Michał, witaj w Rzeszowie.
Wypożyczony/nie wypożyczony to bez różnicy. Jest u nas przez następne 2 sezony i tylko to się liczy.
Słowo "budowanie" nie pasuje do Resovii, więc cieszmy się, że możemy mieć rozgrywającego na 2 lata.
Obejrzę mecz w jego wykonaniu to i opinię o Michale będę mógł zacząć sobie wyrabiać. Ten fragmencik na youtube niewiele o Michale mówi. Więcej o jego kolegach z drużyny: przyjmujących, atakujących i asekurujących.
Na pierwszy rzut oka chłopak wart jest ryzyka, a jest ryzyko = jest zabawa!

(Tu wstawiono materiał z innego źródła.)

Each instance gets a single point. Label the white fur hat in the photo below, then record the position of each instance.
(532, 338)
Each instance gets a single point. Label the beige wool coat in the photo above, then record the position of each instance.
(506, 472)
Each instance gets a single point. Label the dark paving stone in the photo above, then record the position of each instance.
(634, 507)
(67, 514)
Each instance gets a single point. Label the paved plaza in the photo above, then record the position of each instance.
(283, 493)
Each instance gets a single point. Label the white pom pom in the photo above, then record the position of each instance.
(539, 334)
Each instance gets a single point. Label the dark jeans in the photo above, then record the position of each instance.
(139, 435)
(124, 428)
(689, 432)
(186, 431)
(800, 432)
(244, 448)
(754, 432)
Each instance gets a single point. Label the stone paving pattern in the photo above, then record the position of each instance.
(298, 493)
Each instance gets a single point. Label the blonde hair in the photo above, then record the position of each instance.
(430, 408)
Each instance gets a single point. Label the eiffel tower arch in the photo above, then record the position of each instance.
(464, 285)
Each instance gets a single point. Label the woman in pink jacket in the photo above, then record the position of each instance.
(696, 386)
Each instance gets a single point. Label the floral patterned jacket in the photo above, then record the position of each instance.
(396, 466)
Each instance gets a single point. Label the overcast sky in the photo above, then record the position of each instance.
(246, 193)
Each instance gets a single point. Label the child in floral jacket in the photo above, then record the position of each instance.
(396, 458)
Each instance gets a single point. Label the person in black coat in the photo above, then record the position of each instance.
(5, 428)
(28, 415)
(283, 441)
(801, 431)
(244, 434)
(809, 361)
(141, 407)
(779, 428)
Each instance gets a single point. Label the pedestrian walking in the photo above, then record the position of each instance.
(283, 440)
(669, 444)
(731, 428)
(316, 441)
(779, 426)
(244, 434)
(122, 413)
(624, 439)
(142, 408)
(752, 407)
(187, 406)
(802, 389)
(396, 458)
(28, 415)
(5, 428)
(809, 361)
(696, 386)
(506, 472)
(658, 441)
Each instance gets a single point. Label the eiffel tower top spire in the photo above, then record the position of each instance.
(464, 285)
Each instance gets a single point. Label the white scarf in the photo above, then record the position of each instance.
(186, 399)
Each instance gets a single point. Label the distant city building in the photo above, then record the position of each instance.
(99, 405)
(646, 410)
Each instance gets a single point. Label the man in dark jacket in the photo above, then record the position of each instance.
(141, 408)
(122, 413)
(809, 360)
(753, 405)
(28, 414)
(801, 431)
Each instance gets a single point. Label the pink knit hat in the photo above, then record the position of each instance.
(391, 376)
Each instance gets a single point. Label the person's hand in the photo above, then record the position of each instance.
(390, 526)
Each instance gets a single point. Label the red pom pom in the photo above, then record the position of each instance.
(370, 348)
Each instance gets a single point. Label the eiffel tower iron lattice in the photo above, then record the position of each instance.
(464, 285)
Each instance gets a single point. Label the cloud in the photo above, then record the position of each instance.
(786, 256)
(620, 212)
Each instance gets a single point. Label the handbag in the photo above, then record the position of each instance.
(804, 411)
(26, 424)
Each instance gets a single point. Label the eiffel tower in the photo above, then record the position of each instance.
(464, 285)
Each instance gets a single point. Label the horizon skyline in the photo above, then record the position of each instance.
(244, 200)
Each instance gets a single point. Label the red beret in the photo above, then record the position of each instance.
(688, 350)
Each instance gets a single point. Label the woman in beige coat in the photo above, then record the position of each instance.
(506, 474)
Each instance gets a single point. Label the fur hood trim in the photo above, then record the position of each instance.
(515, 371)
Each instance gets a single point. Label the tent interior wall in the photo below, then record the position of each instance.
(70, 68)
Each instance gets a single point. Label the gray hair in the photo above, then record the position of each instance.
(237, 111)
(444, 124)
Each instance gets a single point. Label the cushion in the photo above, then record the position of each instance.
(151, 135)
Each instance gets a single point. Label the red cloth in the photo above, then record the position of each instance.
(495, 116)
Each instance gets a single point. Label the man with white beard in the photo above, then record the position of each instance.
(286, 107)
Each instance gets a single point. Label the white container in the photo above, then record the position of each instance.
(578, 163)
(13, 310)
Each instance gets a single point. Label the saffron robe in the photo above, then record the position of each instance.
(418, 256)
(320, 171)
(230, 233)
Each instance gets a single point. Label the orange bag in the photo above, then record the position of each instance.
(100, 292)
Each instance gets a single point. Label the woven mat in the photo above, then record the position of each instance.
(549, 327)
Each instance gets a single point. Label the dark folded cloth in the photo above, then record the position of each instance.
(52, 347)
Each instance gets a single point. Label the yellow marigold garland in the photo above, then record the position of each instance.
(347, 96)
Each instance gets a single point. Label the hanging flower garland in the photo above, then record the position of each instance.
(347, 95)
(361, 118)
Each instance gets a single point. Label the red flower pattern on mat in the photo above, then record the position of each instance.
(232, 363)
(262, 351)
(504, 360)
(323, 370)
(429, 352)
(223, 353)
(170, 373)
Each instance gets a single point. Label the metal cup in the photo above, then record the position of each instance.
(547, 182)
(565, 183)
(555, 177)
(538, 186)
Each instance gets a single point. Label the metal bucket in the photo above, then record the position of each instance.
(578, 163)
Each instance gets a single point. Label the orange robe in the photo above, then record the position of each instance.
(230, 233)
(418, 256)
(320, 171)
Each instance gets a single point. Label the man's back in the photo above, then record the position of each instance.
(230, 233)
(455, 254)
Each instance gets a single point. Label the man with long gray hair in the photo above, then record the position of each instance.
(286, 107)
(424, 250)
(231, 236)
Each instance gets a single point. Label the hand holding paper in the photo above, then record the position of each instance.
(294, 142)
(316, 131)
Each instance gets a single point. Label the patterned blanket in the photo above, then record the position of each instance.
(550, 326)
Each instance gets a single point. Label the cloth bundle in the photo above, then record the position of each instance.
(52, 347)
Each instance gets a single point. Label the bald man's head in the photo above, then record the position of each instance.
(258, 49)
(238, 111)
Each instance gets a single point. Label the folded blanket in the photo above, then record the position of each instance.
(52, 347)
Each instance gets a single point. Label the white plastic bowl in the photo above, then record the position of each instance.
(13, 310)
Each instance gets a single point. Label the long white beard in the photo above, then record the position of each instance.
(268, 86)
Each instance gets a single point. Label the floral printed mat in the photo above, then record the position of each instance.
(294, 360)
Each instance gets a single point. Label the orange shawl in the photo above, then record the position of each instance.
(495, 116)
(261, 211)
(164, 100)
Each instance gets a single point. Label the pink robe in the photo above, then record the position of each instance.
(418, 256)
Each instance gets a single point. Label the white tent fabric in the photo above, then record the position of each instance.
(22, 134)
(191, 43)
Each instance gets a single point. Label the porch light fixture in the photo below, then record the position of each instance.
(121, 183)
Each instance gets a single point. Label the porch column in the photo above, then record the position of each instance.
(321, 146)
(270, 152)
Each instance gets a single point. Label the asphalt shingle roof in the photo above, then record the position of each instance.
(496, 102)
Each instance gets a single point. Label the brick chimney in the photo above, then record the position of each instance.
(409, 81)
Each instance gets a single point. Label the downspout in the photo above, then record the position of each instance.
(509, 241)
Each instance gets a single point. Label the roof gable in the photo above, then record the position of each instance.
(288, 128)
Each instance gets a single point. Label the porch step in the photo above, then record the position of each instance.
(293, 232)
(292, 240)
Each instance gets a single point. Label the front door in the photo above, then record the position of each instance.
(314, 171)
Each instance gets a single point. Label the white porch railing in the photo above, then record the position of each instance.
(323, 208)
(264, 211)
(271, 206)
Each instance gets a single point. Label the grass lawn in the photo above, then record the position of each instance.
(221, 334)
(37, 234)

No to przed nami jeszcze jedna zagadka, bo zakontraktowanie Starowicia wydaje mi się pewne, a bańka zielonych na Stanleya to zbyt duża i nierozsądna kwota. Niepotrzebnie pozbywaliśmy się Mikiego. "Zysk" na Saszy nie wydaje mi się w szerszym znaczeniu (Miki "szedł w górę", Saszka swoje potrafi, ale będzie potrzebował czasu na zaaklimatyzowanie się)opłacalny, ale co się stało, to się nie odstanie. Myślę, że dziś kilka osób z zarządu nie czuje się dobrze z powodu odejścia Mikiego.
Całe szczęście, że Polak na rozegraniu i nie jest to jakiś kiep.
Temat "Zagumny" zamkniemy na... chyba na zawsze. Czy to dobrze, czy źle? Takie rozważania będą czysto teoretyczne, więc szkoda na nie czasu.
Czy mamy szansę na złoto w +L? Tak. Akhrem, Starowić i ten trzeci ( wierzę, że ktoś o europejskiej renomie) powinni być w stanie rozstrzelać nawet Skrę, o ile to wszystko "się zgra".
Mam nadzieję, że Łukasz Kruk, jako "awaryjna, polska opcja" (na wypadek kontuzji Michała, tfu, na psa urok), zostanie.
Czyli, prawdopodobnie urwiemy się ze sznurka i skrzykniemy przyzwoitą pierwszą "siódemkę".
Jeszcze raz: Michał, witaj w Rzeszowie; jesteś nasz!
Ps. swoją drogą, szkoda, że u nas nie robi się transmisji tv z play-off II ligi (zwanej, bez sensu, I ligą). Walka była zacięta.